Alessandro Ricci e Andrea Russotto (foto Siracusa calcio)
Alessandro Ricci e Andrea Russotto (foto Siracusa calcio)

Il più raggiante di tutti, a fine partita, è come sempre Alessandro Ricci. Il presidente del Siracusa esalta la prova della sua squadra ("mi hanno fatto proprio un bel regalo di compleanno…", domani saranno 47 anni per il massimo dirigente) ma anche quella di tutta Agrigento: “Devo ringraziare la società per l'accoglienza e questo pubblico per la grandissima sportività. Davvero un bell'esempio, faccio i complimenti più sinceri a loro e l'augurio per un prosieguo di campionato importante ma allo stesso modo non posso non esaltare la prova dei miei che su un terreno difficile hanno dimostrato ancora una volta di che pasta siano fatti. Da domani subito testa al Real Casalnuovo, come ho detto anche ieri la classifica la guarderemo alla fine, per ora restiamo sempre sul pezzo per un cammino sin qui davvero straordinario. E siamo strafelici del rientro di Russotto che ha sofferto tanto fuori dal campo e adesso sarà la nostra arma in più”.

Il match-winner di giornata, Giuliano Alma, capocannoniere del girone I di Serie D ha invece aggiunto: “Contava vincere, sapevamo che sarebbe stata tosta perché il campo era veramente in condizioni brutte ma è stato davvero fondamentale essere riusciti a portare a casa l'intera posta.
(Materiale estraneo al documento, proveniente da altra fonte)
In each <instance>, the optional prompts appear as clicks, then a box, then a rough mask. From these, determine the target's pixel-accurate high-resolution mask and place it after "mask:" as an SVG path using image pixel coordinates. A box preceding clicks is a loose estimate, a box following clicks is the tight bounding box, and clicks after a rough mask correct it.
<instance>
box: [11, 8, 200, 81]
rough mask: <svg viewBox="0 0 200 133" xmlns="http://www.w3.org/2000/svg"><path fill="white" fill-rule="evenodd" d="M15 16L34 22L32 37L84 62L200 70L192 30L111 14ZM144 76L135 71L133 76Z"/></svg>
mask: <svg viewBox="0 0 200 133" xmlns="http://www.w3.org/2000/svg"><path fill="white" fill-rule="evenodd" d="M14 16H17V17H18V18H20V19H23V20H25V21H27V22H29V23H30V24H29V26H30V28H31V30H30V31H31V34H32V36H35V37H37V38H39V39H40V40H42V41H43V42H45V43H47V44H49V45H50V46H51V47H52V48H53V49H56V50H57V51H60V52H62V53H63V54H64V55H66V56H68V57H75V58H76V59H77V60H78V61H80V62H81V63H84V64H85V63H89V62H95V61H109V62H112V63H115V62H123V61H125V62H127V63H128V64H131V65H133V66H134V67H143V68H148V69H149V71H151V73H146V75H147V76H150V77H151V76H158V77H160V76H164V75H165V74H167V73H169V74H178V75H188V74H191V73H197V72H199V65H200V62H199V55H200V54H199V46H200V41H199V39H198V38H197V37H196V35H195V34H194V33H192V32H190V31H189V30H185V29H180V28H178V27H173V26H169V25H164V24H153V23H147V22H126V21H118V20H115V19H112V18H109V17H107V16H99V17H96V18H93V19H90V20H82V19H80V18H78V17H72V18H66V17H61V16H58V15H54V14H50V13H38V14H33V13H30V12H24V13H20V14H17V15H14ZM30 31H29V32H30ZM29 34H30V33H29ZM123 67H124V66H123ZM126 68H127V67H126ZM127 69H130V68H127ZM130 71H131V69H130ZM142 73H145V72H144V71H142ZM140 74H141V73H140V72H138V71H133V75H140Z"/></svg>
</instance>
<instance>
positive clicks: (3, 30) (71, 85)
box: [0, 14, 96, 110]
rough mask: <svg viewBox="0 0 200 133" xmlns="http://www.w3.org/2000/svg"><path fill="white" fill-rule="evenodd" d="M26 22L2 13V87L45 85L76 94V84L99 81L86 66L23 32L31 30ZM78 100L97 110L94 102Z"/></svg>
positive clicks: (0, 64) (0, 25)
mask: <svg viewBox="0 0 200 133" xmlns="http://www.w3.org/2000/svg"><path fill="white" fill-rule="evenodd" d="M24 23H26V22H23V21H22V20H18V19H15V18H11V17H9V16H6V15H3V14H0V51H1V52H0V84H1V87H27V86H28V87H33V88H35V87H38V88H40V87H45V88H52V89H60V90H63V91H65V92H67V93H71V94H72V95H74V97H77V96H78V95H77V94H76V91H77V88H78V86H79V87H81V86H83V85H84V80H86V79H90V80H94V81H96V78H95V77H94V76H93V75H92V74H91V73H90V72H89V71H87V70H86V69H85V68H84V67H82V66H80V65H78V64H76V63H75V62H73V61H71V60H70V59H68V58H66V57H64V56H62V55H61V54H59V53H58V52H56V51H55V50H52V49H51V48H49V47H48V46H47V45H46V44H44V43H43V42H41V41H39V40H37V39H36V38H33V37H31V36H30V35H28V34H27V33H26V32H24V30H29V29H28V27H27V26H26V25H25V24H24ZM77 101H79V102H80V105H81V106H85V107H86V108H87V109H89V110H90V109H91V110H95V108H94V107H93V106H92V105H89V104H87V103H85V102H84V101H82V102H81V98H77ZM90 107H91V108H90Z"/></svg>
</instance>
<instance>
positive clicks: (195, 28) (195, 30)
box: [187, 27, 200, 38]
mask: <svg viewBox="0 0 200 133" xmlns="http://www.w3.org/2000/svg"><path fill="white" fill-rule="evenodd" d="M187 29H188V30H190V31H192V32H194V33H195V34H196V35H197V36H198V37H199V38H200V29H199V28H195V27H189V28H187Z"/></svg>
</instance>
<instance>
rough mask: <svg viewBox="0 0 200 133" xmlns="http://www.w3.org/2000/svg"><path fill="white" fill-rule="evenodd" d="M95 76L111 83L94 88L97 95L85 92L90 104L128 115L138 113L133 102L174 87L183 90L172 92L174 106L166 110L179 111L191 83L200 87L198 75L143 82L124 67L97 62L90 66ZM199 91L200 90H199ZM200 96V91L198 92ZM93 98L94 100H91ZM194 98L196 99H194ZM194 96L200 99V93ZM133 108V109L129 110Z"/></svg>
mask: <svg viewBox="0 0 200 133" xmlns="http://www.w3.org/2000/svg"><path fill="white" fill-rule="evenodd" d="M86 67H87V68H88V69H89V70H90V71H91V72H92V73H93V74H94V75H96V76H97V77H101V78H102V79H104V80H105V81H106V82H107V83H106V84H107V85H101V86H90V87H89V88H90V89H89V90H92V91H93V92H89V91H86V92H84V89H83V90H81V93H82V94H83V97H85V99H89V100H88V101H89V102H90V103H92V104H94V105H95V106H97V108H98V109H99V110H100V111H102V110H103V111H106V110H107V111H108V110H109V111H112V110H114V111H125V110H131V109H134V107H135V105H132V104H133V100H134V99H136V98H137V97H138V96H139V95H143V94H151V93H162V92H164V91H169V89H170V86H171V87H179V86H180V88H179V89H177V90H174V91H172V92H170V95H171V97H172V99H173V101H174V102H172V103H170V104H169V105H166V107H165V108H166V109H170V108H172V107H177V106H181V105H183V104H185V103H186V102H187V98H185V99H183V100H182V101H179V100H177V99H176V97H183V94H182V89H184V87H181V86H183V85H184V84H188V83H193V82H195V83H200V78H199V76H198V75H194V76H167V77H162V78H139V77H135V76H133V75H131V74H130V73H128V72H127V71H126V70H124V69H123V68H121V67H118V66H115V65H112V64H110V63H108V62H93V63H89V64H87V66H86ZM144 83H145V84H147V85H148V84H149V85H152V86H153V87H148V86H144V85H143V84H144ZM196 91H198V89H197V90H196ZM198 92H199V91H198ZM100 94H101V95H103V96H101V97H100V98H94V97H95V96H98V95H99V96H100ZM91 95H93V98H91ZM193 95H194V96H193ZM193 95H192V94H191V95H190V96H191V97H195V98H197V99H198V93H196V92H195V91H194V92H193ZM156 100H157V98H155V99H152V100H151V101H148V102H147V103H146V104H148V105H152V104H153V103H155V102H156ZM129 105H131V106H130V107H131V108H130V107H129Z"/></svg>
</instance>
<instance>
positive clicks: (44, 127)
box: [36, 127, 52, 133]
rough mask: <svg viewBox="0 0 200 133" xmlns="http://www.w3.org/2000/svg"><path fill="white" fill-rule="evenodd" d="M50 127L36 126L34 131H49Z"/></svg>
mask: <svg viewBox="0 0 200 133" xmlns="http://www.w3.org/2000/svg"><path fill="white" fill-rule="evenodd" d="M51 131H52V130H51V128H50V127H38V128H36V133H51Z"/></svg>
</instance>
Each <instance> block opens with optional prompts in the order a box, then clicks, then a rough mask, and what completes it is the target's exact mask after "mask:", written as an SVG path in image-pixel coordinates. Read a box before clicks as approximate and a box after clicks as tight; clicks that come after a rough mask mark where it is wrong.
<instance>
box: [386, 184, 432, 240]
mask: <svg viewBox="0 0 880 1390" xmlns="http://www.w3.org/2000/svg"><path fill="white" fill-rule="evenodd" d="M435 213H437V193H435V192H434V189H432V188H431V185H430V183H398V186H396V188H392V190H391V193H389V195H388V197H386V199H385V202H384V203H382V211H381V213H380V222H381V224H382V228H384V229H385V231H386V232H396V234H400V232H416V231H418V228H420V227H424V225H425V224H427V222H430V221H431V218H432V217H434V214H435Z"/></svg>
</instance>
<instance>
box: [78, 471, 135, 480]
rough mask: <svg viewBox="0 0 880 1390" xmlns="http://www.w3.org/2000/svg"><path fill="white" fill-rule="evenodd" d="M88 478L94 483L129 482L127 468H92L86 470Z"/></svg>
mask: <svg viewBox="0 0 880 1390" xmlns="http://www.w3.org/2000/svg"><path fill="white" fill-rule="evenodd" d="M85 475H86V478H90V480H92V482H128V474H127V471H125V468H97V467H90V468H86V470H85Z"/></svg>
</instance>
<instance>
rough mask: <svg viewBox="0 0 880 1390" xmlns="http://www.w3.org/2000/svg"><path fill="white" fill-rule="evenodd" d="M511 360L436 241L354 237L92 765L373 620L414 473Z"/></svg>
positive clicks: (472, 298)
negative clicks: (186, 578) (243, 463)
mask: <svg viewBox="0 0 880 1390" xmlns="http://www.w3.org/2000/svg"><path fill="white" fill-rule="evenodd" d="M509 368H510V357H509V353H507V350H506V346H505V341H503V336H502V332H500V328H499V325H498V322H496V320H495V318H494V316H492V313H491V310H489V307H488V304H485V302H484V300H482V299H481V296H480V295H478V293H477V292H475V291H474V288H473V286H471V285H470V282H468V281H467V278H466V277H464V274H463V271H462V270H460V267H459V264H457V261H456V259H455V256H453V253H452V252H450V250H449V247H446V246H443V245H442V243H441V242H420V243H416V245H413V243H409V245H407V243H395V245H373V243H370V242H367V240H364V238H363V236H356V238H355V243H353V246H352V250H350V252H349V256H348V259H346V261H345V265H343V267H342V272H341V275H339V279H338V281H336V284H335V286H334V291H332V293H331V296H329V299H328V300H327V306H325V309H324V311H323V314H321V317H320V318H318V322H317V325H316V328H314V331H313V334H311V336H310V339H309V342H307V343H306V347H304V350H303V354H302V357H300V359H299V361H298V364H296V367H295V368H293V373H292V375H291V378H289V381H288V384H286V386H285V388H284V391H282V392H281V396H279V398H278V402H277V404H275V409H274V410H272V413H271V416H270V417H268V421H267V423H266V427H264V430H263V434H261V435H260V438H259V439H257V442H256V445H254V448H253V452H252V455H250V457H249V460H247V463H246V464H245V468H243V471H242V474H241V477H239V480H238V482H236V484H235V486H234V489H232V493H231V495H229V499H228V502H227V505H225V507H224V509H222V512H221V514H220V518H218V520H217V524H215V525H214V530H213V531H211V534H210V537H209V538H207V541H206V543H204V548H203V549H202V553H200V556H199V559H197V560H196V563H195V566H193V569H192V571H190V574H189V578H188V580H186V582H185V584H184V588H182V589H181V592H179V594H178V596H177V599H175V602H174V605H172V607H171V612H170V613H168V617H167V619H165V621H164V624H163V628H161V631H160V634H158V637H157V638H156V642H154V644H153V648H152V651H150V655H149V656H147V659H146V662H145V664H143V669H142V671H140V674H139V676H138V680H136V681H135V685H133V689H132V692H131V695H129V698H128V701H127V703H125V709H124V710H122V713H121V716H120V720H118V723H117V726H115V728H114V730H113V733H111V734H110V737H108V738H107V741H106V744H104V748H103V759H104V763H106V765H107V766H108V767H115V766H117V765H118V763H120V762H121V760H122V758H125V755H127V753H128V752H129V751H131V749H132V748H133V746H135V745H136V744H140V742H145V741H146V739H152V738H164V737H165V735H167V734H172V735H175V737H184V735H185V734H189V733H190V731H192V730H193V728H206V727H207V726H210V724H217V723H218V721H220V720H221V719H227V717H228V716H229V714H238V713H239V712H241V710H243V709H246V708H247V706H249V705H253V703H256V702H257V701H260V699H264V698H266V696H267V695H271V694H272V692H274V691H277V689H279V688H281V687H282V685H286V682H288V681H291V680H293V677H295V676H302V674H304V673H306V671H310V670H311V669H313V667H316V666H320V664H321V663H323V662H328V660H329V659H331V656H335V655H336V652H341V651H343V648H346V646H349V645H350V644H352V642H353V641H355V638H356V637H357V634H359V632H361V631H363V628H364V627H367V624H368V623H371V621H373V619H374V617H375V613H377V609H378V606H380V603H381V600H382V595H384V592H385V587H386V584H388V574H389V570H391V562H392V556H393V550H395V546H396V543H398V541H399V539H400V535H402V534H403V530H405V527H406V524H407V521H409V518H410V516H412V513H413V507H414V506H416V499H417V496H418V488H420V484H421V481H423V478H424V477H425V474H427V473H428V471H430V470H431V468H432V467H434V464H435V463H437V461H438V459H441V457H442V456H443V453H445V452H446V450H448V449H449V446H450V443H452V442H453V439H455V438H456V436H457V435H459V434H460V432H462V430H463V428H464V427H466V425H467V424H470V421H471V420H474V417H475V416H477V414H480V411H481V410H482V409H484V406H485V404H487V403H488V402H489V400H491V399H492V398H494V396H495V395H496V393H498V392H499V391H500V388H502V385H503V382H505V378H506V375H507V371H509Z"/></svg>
Il primo gol? Avevo pensato proprio quella giocata al volo perché il terreno non permetteva azioni particolari, altre volte ero stato sfortunato, stavolta è andata bene. Ma sono contento di tutti, perché abbiamo interpretato tutti la gara in maniera perfetta e quando c'è questo spirito, facciamo cose importanti”.

Plauso anche a Gaspare Cacciola, tecnico azzurro per la prova collettiva della sua squadra: "Siamo stati bravi nella preparazione della gara, da giovedì a sabato l'avevamo preparata su un campo simile a questo per cui mentalmente e non solo ci eravamo avvicinati bene a questo appuntamento. Poi abbiamo fatto una grande partita nonostante il terreno e questo è stato un bel segnale, cioè che non molleremo sino alla fine. 40 punti? Ad essere onesti erano 43 e forse un cammino simile non si era mai visto, però siamo in tre che stiamo andando veramente forte ma non si può mollare di un centimetro, cercheremo di concludere meglio il girone di andata nel migliore dei modi e poi ci riposeremo un po'. Russotto? Sono molto soddisfatto, era importante recuperarlo in pieno e sarà il vero acquisto di dicembre”.